白蒹葭淡淡的看了朱顔一眼,心想有陳青木在,自己如果真是要将朱顔趕出去,豈不是落下心狠的名聲,救人救到底送佛送到西,總不能花了這許多功夫救了朱顔結果救來救去因爲要将朱顔送回去而救成仇吧?這也太浪費氣力了,白蒹葭打定主意,便點了點頭道;“就依碧玉姑娘所言吧。”她又咯咯笑了一聲,有意無意的看了似乎傻了一樣呆呆站在一旁的绯玉,道;“我長這麽大,還沒住過這麽大的房子呢。”

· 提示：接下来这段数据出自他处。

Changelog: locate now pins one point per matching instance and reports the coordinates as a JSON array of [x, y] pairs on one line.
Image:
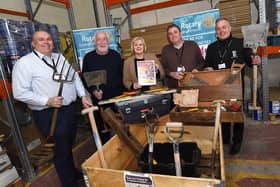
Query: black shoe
[[226, 141], [79, 175], [235, 148]]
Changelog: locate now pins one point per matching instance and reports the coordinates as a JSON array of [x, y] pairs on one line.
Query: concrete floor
[[258, 163]]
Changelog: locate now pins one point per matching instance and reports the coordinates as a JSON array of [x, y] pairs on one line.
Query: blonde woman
[[130, 77]]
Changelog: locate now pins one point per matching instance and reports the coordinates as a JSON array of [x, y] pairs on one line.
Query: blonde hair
[[137, 38]]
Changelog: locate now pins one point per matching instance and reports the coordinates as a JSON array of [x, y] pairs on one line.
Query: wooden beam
[[160, 5], [12, 12], [66, 2], [114, 2]]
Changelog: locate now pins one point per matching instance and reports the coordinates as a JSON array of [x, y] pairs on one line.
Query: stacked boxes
[[15, 39], [53, 30], [274, 107]]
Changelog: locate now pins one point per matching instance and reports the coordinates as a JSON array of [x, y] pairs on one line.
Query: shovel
[[216, 132], [95, 78], [151, 119], [175, 140]]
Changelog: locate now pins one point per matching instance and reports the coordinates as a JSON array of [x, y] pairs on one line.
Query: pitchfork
[[61, 77]]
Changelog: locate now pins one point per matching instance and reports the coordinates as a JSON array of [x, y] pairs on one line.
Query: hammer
[[216, 130], [96, 136]]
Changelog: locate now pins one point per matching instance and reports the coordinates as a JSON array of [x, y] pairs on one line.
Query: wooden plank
[[208, 117], [114, 177], [156, 6]]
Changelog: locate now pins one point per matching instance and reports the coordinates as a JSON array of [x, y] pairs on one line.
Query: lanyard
[[225, 51], [181, 56], [53, 66]]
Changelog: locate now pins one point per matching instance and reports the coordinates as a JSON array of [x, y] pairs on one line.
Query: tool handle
[[174, 124], [53, 122], [90, 109], [255, 85], [96, 136], [177, 160]]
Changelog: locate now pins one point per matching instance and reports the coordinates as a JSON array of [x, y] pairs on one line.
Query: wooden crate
[[211, 87], [120, 158]]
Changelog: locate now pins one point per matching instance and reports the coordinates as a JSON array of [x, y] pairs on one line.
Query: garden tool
[[255, 35], [191, 80], [62, 77], [95, 78], [151, 119], [234, 72], [216, 132], [175, 140], [122, 130], [95, 133]]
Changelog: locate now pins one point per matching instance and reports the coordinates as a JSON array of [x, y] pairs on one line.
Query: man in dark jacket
[[220, 55], [103, 58], [179, 56]]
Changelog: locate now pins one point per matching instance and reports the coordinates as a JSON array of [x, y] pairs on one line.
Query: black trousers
[[237, 132], [64, 135]]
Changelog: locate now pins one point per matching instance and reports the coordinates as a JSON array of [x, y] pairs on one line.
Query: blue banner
[[199, 27], [83, 40]]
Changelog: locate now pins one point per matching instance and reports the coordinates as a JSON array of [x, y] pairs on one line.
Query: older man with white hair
[[109, 60]]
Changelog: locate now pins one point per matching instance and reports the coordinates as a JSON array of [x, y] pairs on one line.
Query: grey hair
[[106, 33]]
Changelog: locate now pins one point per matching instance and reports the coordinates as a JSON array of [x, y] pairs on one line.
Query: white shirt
[[32, 81]]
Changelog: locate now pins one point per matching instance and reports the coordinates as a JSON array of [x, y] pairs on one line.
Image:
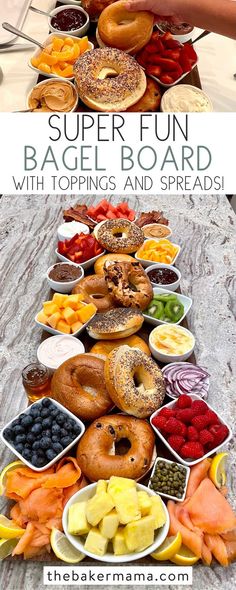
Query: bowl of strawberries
[[167, 60], [190, 429]]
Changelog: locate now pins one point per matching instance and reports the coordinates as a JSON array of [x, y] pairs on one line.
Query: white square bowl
[[78, 541], [60, 455], [162, 493], [180, 459], [54, 331], [85, 265], [186, 301], [146, 263], [47, 41]]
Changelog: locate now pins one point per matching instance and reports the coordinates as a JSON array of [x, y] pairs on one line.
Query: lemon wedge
[[9, 529], [168, 548], [63, 549], [184, 556], [6, 547], [4, 472], [217, 471]]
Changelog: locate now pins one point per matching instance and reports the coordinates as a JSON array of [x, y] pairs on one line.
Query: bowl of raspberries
[[42, 434], [190, 428]]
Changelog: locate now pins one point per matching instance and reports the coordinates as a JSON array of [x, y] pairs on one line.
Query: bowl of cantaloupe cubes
[[65, 314], [116, 521], [59, 55]]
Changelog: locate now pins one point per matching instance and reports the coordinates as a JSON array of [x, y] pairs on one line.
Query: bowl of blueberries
[[42, 434]]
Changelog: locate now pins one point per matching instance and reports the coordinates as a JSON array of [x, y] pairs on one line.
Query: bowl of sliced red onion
[[185, 378]]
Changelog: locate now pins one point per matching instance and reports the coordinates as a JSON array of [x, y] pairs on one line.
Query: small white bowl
[[171, 286], [180, 459], [47, 41], [62, 286], [162, 493], [186, 301], [80, 32], [78, 542], [69, 229], [85, 265], [146, 263], [170, 358], [54, 332], [64, 452], [168, 237], [51, 346], [57, 80]]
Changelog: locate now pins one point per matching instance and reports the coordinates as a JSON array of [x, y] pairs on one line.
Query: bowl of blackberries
[[42, 434]]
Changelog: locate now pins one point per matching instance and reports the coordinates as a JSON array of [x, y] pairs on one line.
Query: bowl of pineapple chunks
[[116, 521]]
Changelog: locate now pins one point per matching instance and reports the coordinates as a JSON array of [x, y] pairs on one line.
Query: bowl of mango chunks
[[116, 521]]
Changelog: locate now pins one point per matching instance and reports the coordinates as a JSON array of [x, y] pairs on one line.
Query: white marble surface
[[217, 65], [205, 228]]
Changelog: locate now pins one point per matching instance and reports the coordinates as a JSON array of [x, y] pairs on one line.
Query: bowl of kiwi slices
[[167, 307]]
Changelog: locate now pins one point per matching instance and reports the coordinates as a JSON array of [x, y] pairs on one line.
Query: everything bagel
[[96, 451], [129, 31], [103, 93], [78, 384], [128, 284]]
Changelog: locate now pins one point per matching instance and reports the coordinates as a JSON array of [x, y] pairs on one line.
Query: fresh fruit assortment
[[118, 513], [166, 59], [41, 433], [80, 248], [185, 378], [105, 210], [158, 251], [169, 479], [190, 427], [59, 56], [166, 307], [66, 313]]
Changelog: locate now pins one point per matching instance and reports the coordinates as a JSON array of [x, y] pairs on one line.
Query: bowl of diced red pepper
[[167, 60], [82, 249]]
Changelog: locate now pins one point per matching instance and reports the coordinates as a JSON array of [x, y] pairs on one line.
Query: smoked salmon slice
[[209, 510]]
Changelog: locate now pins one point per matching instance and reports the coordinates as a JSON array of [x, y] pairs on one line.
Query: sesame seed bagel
[[103, 93], [119, 236], [96, 451], [134, 381], [120, 28], [116, 323]]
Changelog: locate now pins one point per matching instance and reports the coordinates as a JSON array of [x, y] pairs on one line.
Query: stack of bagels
[[115, 386]]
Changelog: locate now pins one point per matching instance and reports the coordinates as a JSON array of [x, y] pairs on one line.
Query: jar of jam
[[37, 381]]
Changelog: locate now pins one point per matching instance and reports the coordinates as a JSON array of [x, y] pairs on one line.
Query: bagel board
[[192, 78]]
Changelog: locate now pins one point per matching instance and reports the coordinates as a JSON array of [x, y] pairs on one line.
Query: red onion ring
[[185, 378]]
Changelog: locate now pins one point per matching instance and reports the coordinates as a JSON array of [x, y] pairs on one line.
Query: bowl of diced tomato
[[105, 210], [167, 60], [82, 249]]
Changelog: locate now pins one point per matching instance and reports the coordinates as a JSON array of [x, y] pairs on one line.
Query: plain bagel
[[96, 451], [78, 384], [129, 31]]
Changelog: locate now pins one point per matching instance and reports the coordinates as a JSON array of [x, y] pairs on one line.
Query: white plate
[[64, 452], [85, 265], [186, 301], [180, 459], [146, 263], [53, 331], [47, 42], [162, 493], [78, 542]]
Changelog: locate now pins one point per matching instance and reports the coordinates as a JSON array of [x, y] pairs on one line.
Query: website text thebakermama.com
[[117, 576]]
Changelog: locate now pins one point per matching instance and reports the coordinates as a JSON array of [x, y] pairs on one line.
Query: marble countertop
[[205, 227]]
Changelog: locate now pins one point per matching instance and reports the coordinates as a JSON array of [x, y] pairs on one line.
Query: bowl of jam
[[164, 276], [64, 276], [70, 19]]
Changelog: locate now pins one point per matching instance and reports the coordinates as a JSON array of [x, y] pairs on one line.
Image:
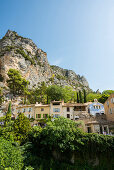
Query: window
[[38, 115], [68, 109], [68, 115], [42, 109], [45, 115], [56, 109]]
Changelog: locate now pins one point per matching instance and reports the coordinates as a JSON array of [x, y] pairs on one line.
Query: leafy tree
[[16, 83], [77, 98], [10, 155], [61, 134], [1, 95], [55, 92], [68, 94], [92, 96], [85, 100], [8, 115], [80, 96], [103, 98], [108, 92], [21, 127]]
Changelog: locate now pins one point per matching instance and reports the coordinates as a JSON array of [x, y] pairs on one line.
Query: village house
[[109, 111], [92, 115], [28, 110], [41, 111]]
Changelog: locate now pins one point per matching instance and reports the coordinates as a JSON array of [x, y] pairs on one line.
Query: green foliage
[[55, 92], [80, 97], [8, 115], [1, 95], [1, 78], [103, 98], [59, 77], [27, 57], [92, 96], [68, 94], [10, 156], [21, 127], [108, 92], [16, 83], [77, 98], [85, 100], [38, 94]]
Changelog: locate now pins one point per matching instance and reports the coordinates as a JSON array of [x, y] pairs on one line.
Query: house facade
[[28, 110], [92, 115], [96, 108], [109, 111], [41, 111], [109, 108]]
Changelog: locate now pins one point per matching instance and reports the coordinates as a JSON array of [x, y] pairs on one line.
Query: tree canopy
[[16, 83]]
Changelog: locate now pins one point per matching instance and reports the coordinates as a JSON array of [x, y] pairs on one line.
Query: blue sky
[[76, 34]]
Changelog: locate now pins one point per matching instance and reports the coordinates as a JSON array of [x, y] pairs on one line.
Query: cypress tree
[[85, 100], [77, 98], [80, 96]]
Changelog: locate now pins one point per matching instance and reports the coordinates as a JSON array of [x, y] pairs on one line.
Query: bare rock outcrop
[[22, 54]]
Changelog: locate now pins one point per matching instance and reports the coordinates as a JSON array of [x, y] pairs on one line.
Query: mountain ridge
[[22, 54]]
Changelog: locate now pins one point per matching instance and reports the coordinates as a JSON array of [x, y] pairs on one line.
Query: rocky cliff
[[22, 54]]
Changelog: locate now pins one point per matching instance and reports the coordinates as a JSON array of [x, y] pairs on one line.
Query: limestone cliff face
[[22, 54]]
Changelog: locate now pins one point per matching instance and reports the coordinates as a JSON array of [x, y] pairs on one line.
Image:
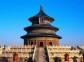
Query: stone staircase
[[40, 55]]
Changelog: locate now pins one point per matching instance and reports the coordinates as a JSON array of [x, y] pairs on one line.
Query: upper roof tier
[[41, 14]]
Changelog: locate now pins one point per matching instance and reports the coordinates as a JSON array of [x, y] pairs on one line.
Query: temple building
[[41, 44], [41, 33]]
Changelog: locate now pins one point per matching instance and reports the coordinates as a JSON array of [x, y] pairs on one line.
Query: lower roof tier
[[37, 26], [40, 35]]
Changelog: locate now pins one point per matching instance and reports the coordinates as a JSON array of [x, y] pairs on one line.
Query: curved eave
[[41, 35], [45, 17], [40, 26]]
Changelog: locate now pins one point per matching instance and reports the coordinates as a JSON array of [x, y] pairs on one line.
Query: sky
[[68, 15]]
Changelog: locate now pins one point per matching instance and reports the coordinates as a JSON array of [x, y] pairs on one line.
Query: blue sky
[[68, 15]]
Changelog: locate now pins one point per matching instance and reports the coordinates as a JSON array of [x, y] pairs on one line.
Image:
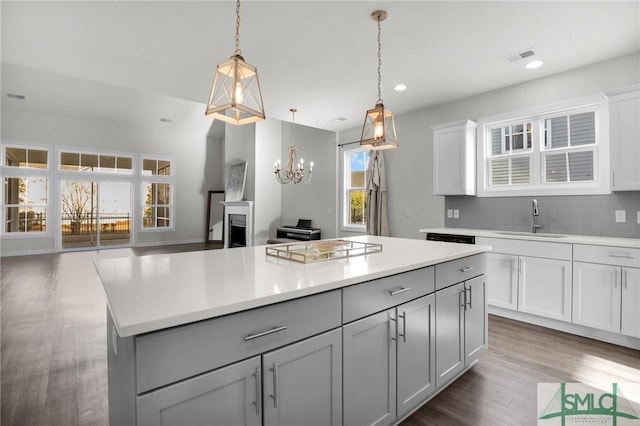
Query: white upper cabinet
[[454, 158], [624, 109]]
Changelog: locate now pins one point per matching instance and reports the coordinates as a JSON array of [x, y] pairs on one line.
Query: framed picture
[[235, 182], [215, 213]]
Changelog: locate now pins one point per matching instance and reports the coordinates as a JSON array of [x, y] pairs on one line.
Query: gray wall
[[412, 204]]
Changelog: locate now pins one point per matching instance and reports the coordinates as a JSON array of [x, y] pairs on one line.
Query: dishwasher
[[451, 238]]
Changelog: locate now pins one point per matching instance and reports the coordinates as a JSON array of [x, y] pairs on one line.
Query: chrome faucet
[[535, 212]]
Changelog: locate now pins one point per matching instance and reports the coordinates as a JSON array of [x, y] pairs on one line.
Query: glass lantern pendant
[[379, 131], [235, 94]]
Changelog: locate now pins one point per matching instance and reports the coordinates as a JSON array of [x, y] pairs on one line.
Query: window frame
[[149, 179], [601, 183], [17, 172], [346, 179]]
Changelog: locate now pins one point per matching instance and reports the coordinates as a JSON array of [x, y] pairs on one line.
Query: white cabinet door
[[454, 158], [631, 302], [416, 352], [544, 287], [502, 273], [625, 140], [596, 296], [475, 318], [303, 383], [369, 370], [449, 333], [227, 396]]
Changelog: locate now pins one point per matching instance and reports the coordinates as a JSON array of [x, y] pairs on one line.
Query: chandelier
[[293, 170], [379, 131], [235, 94]]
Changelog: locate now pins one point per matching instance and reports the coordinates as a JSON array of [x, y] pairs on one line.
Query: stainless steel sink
[[530, 234]]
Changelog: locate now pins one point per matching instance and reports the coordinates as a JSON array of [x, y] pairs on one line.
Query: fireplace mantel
[[238, 208]]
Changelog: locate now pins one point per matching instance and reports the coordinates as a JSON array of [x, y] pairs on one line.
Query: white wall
[[412, 204], [185, 143]]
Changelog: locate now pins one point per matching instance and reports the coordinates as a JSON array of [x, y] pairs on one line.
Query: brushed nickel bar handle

她這話一出,绯玉頓時臉色一變,剛想發作,忽然窺見一旁的朱顔,不由噤若寒蟬,不敢說話了,碧玉還勉強笑道;“也說不上大,不過清靜罷了,不過……”她微微颦了颦眉,心中也有些爲難,既然要白蒹葭住進朱家,碧玉看了一眼淩絕塵,驚歎于她的容色,看了兩眼朱顔的眼色,便知道這少爺對這跟他有救命之恩的靈兒姑娘有些不同,既然如此,便不能輕視,那自己和绯玉二人最好是要一個人送她過去的,不過绯玉的性子她是知道的,隻怕路上又将這張夫人和那位讓少爺上了心的姑娘惹火了……,當下便歎了口氣,道;“绯玉,你現在這裏伺候着少爺,我先送張夫人和這位姑娘回去。”
绯玉看了碧玉一眼,悶悶的應了一聲,碧玉湊到她耳邊,輕聲道;“你再不哄好少爺,真想被賣出不成?”
绯玉聽碧玉話語嚴峻,不敢輕視,急忙應了一聲,走到朱顔身邊,就聽朱顔說道;“碧玉,你告訴朱小姐,靈兒姑娘對我有救命之恩,對她……們二人就如對我一般,切不可怠慢了。”
碧玉瞟了一眼淩絕塵,就看見他側面俊秀絕倫,幾乎可以數的清楚的細密睫毛,眼睛卻是幽黑明澈的落在白蒹葭身上,單純專注。
當下便笑着應了一聲,上前兩步,将手中的籃子放在一旁,對绯玉道;“好好照顧少爺,我晚些就過來。”
绯玉垂下眉眼,低低的應了一聲,不複開始的嚣張,碧玉看着她沒精打采的樣子,心中也未免一軟,安撫性的拍了拍她的手,轉身對白蒹葭二人道;“張夫人,靈兒姑娘,這邊請。”
白蒹葭淡淡一笑,眼看朱顔跟碧玉绯玉都看着自己,于是伸手握住淩絕塵的一隻手掌,反身對陳青木微微一笑道;“陳大夫不一起走麽?”
陳青木看天色不早了,急忙頓足道;“我走啊就想走了,都是你們這些小丫頭話多的厲害,白白耽誤了老頭子的時間,老頭子的一院子藥草還沒澆完水呢!”又瞪了一眼朱顔,道;“小子你老實點,好好躺在床上養傷,不要想着逞英雄,否則有你折騰的!”
朱顔看着這麽一個老頭子對自己如三歲小孩一般訓斥,隻是尴尬的點了點頭,道;“我知道了,多勞大夫關心了,碧玉,還不送他們過去。”
陳青木哼了一聲;“我才不是關心你呢。”跟着白蒹葭走了出去。